27 DICEMBRE
ore 20.30
PFF
(Pffffffffffff...)
Piano Forte Forte
di Valentino Infuso
(testo e regia)
Trisonata per corpo femminile e pianoforte
con Valentina Cidda
(musiche originali della medesima)
 

PFF (pronunciato onomatopeicamente con la f prolungata) è un soffio capace di far vibrare le viscere, un sospiro, una risata che trascina lontano, un rantolo, uno sfogo, un sorriso, un peto, un lamento, un sollievo; è racconto di donna, il racconto di un essere umano, è la storia di una vita o di tante vite.
PFF è una favola oscura, tenera, ironica, spietata, sanguigna. Una favola che prende vita in parole, musiche e movimento.
In scena una donna e un pianoforte ma, dall'invisibile, personaggi evocati e plasmati con note, parole, gesti e silenzi. Un'opera inedita, dove corpo, parola e musica, composta appositamente ed eseguita dal vivo dall’attrice e performer stessa, vanno a creare una tela fisica e narrativa dalle innumerevoli sfumature.

La musica del pianoforte è il filo teso di un racconto fatto di ombre evanescenti tra memorie e fantasie; è un sussurro sagace che accompagna; il corpo è il canto sottile che insinua un grido silente frammentato, è la voce vorace di un monito segreto.
PFF è una fiaba diversamente reale, è un sogno lucido reso vivo con sudore, con grazia e ancora sudore.

L’idea di questa favola nasce dalla profonda esigenza artistica di Valentina Cidda di raccontare la Vita attraverso una personale relazione con il pianoforte, una relazione viscerale con lo strumento difficile da spiegare...
La geniale scrittura e la regia non lineare di Valentino Infuso hanno dato forma e vita a questa idea, resa vera, universalmente ed emotivamente coinvolgente.

PFF è uno spettacolo teatrale, un assolo per corpo femminile e pianoforte, un concerto, una favola nera, un racconto alchemico, uno sberleffo di ironia e amara comicità.
Tre sonate, tre atti, come altrettante fasi dell'esistenza tese a una possibile trasformazione di stato, prove da superare verso un processo di guarigione.


Sonata Prima: le origini del male.
(La nascita, l'infanzia e i momenti salienti in cui si fissano quei germi, nel bene e nel male, che porteranno l'individuo ad essere quel che crede -o che gli hanno fatto credere- di essere.)

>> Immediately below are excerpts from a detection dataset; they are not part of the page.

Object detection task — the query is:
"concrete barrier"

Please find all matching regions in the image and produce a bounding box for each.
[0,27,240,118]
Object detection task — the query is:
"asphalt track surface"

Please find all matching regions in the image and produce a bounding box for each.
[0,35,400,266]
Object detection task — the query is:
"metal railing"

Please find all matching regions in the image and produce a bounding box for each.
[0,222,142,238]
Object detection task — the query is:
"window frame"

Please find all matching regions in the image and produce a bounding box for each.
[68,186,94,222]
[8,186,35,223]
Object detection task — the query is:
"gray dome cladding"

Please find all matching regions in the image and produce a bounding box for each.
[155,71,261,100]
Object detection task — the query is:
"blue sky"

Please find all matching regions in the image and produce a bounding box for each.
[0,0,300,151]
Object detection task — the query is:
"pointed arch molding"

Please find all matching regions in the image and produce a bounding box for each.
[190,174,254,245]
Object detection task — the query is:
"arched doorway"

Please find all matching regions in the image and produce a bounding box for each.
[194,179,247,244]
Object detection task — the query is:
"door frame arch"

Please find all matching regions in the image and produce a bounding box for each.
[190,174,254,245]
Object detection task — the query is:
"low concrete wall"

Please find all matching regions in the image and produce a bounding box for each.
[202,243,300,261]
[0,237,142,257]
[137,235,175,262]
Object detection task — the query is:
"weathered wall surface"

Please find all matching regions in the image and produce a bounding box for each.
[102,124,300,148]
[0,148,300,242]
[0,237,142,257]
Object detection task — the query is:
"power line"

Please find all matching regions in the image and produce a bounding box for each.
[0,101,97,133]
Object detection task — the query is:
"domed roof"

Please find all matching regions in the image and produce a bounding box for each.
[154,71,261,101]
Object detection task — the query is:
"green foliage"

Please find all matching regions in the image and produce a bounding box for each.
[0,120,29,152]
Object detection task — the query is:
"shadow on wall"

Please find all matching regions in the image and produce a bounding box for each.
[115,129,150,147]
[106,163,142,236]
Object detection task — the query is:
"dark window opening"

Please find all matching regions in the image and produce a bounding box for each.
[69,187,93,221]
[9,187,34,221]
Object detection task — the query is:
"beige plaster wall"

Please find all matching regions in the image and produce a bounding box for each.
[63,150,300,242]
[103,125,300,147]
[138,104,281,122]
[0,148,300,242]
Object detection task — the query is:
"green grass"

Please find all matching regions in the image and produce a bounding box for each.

Sonata Seconda: l'ostinato inferno.
(Le situazioni, le persone, le dinamiche che l'individuo si crea, richiama a sé, ripete all'infinito, in un processo perpetuo di ritorno a ciò che causa sofferenza; come a dire che siamo noi la ragione prima di ciò che ci accade e dei “mostri” che ci tormentano, l'inferno, appunto, che ci si crea ostinatamente.)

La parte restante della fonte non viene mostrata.